Usi ogni tanto delle latinate che mi sfuggono, tipo: “fides ex auditu”: che “è comunicata dal Verbo…” – per cui “la ‘scuola’ è il luogo per indicare l’esigenza assoluta di una verità celata: il moraviano ‘disgusto opaco’” – che ignoro che sia; e così, per colpa e merito tuoi, sento che presto leggerò la Vita interiore di Alberto Pincherle, che da tempo (un mesetto) è impilato fra i libri cogenti che prima o poi dovrò sorbirmi.
L’immagine a pagina 33 (mamma col figlio μ) rappresenta un bel duo di borghesini carini.
Sei micidiale, questo ho deciso, allorché mi capita di buttar l’occhio al fondo di pagina 36: “… giacché Guido fugge, torna al fronte sotto falso nome e finalmente riesce a crepare l’8 giugno del 1916, sul Monte Fior, con tanto di medaglia d’oro, strada e scuola intestata”.
Non ho colto alcuna pietà in questo tuo commento né simpatia né partecipazione emotiva (aspetta però che tiri il fiato…) quando scrivi che i due genitori di μ si sposano per “Grande amore, verificata equipollanza di ceto, fidanzamento, matrimonio. Nozze civili…” – che, detta così, pare un coacervo di ingiurie istituzionalizzate.
“… e la parola ‘problema’ è riservata all’educazione aritmetica del piccolo Milani, incartati di balocchi e vestiti di serena allegria.” – sei uno scrittore satirico, raramente umoristico. Sei un bel narratore, però. Complimenti!
Nel 1947, “Orfano da quattro mesi, μ diventa prete…” – se fossimo su un social saprei quale emoticon usare (quello col baschetto verde e fischietto).
Ogni foto (di Oliviero Toscani) m’emoziona.

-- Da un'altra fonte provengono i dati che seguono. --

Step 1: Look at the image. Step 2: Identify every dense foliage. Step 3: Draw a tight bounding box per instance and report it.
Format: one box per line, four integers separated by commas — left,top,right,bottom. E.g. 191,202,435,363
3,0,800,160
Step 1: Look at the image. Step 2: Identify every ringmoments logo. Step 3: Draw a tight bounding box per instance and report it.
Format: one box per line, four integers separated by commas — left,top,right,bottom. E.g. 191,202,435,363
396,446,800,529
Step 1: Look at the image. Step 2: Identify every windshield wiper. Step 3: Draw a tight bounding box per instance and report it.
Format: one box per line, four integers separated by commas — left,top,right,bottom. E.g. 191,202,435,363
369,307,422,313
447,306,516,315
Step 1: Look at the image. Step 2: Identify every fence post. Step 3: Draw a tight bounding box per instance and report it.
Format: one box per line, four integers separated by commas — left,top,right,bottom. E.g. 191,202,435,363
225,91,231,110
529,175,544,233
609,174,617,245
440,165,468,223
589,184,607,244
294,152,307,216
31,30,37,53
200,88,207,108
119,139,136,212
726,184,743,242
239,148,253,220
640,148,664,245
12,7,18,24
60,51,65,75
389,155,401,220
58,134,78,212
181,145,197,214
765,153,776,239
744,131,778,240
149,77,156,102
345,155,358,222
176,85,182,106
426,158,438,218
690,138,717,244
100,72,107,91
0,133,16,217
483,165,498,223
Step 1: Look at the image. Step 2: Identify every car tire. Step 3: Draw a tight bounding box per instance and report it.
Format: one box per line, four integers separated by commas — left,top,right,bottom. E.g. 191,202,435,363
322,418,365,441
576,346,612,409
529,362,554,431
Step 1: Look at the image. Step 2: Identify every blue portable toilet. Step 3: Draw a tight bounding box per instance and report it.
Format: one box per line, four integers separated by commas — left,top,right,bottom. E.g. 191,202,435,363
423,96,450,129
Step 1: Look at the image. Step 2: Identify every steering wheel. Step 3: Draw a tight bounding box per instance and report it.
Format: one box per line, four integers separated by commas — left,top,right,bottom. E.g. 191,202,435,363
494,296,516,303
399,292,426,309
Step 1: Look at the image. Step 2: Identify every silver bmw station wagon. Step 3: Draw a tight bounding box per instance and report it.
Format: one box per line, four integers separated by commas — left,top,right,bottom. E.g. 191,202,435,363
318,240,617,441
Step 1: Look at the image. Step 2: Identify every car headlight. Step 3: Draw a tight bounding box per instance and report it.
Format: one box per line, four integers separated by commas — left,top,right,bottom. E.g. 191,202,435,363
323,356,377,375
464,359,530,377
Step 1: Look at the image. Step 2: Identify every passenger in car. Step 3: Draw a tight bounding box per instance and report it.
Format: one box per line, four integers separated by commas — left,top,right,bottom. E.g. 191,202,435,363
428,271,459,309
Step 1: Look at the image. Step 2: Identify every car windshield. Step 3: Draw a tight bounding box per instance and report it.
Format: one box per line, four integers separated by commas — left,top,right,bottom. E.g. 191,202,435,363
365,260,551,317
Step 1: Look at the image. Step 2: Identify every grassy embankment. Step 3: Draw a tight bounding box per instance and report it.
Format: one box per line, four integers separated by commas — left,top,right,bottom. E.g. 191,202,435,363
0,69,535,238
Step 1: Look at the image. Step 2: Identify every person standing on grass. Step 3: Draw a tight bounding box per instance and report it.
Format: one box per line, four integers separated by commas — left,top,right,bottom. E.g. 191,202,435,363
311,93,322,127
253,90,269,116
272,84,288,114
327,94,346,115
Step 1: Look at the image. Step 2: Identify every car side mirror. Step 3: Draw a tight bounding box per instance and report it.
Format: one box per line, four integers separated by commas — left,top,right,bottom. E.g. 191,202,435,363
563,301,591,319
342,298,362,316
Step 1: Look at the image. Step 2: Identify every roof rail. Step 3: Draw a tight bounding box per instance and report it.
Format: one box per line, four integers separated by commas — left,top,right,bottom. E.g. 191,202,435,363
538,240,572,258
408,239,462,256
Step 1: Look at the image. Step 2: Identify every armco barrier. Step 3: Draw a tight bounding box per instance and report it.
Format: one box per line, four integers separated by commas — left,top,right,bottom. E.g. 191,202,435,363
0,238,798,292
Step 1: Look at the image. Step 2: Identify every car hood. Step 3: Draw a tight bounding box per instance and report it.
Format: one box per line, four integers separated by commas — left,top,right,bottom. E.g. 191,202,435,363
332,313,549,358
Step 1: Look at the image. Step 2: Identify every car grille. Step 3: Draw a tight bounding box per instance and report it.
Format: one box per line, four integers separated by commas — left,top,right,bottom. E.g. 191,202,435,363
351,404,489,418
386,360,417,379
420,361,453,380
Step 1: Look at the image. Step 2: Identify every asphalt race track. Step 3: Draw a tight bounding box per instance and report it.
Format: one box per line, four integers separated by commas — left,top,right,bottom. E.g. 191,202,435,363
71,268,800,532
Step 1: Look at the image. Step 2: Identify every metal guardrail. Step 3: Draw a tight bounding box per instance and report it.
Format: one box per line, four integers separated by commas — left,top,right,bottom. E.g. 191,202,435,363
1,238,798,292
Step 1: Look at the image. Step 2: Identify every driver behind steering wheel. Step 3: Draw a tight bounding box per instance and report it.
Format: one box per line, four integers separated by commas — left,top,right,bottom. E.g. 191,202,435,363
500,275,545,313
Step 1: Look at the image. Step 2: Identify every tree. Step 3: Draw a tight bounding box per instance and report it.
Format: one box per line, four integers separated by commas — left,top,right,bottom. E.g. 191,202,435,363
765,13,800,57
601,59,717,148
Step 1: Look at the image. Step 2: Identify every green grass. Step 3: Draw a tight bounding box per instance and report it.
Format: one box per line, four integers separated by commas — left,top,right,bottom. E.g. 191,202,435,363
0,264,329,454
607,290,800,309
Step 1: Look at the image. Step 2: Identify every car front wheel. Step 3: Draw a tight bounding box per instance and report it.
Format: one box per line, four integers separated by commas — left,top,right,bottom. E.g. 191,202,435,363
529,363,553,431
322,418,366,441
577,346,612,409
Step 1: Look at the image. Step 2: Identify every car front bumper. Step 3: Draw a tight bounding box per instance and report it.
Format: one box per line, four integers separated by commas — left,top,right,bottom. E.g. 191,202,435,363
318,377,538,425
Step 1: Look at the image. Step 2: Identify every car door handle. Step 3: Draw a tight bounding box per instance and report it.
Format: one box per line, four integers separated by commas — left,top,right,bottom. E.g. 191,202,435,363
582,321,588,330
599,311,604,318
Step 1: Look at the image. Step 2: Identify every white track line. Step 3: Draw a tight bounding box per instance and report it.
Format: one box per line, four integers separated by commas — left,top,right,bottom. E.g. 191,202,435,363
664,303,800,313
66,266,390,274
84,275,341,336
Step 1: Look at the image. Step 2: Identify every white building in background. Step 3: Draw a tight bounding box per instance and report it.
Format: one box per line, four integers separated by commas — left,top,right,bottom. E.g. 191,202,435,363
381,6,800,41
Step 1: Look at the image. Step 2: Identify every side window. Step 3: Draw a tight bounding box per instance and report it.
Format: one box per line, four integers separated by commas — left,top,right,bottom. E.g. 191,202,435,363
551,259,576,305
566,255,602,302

Se il groppo alla gola meriterà, ne parlerò.
μ va (è spedito a…) “a San Donato di Calenzano” – a far compagnia a “don Daniele Pugi, prete ultrasettuagenario, ricco di saggezza e di umanità.” – e una specie di naja pare.
“C’è la contiguità fisica, un’affezione politica, con ragazzi vittime di un’ingiustizia sociale che μ non μ, può pensare verrà redenta nel regno dei cieli.” – non può pensare perché non ci riesce, perché ha altre urgenze per la capa.
“… μ non fa il prete, non fa il maestro, non fa lo scrittore…” – μ è uno che non. μ fa quel che sente quando μ lo sente: “È queste tre cose, che si stanno indissolubilmente legando.” – μ È.
Cominciano ad abbondare i riporti delle sue lettere. E gli autori diventano due, tu e μ. Io mi incuneo, sfacciatamente, fra voi, come nu muccuso. M’accettate?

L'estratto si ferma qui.